Categoria: Centro Social UMA
Frente a la segregación de la ortogonalidad tradicional, el proyecto asume el plano oblicuo como una circulación habitable que sustituye la dicotomía entre la horizontal y la vertical. Esta estrategia basada en la pendiente permite conectar todos los niveles topográficos de manera fluida y, simultáneamente, aumentar la superficie útil del conjunto.
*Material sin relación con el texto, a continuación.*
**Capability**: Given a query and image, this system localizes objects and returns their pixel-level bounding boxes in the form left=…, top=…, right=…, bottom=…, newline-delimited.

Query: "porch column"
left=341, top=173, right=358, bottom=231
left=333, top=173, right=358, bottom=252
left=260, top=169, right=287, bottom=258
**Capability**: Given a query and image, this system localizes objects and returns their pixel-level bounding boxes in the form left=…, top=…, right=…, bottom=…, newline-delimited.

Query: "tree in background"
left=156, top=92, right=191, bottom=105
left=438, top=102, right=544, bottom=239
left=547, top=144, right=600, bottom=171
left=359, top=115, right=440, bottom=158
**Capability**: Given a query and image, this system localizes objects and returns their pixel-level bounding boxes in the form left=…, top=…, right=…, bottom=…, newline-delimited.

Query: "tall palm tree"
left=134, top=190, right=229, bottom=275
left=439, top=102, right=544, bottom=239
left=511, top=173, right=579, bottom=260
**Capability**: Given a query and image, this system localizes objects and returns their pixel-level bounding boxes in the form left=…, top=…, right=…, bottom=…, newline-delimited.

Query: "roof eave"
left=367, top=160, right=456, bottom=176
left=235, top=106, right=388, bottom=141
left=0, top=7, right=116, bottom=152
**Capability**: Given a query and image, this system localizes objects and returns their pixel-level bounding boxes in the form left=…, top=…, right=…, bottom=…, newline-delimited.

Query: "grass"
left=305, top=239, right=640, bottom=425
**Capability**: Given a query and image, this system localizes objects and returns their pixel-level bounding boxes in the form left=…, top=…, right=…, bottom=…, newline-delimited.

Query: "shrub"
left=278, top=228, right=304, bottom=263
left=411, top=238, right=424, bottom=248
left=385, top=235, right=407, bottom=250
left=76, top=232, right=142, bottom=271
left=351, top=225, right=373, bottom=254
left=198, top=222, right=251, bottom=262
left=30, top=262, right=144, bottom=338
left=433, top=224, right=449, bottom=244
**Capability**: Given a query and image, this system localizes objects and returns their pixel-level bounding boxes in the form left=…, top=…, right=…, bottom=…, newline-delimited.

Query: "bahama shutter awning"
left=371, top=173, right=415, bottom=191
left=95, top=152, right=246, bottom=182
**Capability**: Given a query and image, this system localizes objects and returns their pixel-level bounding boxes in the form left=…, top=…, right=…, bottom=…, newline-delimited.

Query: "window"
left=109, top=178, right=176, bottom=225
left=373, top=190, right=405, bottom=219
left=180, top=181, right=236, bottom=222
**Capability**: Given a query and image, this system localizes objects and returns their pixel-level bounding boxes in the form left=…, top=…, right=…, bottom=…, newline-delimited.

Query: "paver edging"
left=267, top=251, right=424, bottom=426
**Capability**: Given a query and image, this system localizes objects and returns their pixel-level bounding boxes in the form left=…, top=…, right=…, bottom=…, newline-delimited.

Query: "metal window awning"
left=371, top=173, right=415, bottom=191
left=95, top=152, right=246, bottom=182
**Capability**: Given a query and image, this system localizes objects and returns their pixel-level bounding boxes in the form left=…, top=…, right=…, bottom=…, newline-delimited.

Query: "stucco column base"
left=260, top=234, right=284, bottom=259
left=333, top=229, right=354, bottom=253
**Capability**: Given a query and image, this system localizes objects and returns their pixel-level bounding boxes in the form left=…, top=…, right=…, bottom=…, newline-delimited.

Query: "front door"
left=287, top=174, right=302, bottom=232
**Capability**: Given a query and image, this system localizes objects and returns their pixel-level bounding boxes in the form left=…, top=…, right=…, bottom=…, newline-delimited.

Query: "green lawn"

Para dar viabilidad constructiva a esta topografía continua, se descarta el sistema cartesiano en favor de una superficie rheotómica. Esta geometría, generada matemáticamente a través de la ecuación de Laplace, opera como la herramienta de diseño que permite transicionar entre distintos planos paralelos de forma suave, continua y sin desniveles. De este modo, la estructura se despliega como un manto optimizado de hormigón cuyas cargas convergen de manera natural hacia sus puntos de singularidad, donde la malla se vuelve completamente vertical. Para resolver la enorme tensión estructural y la falta de habitabilidad que se generarían en estos embudos , la geometría se vacía y se sustituye por hiperboloides; estos grandes vacíos actúan a la vez como absorbedores de los esfuerzos de empuje y como los núcleos de comunicación vertical que articulan el espacio.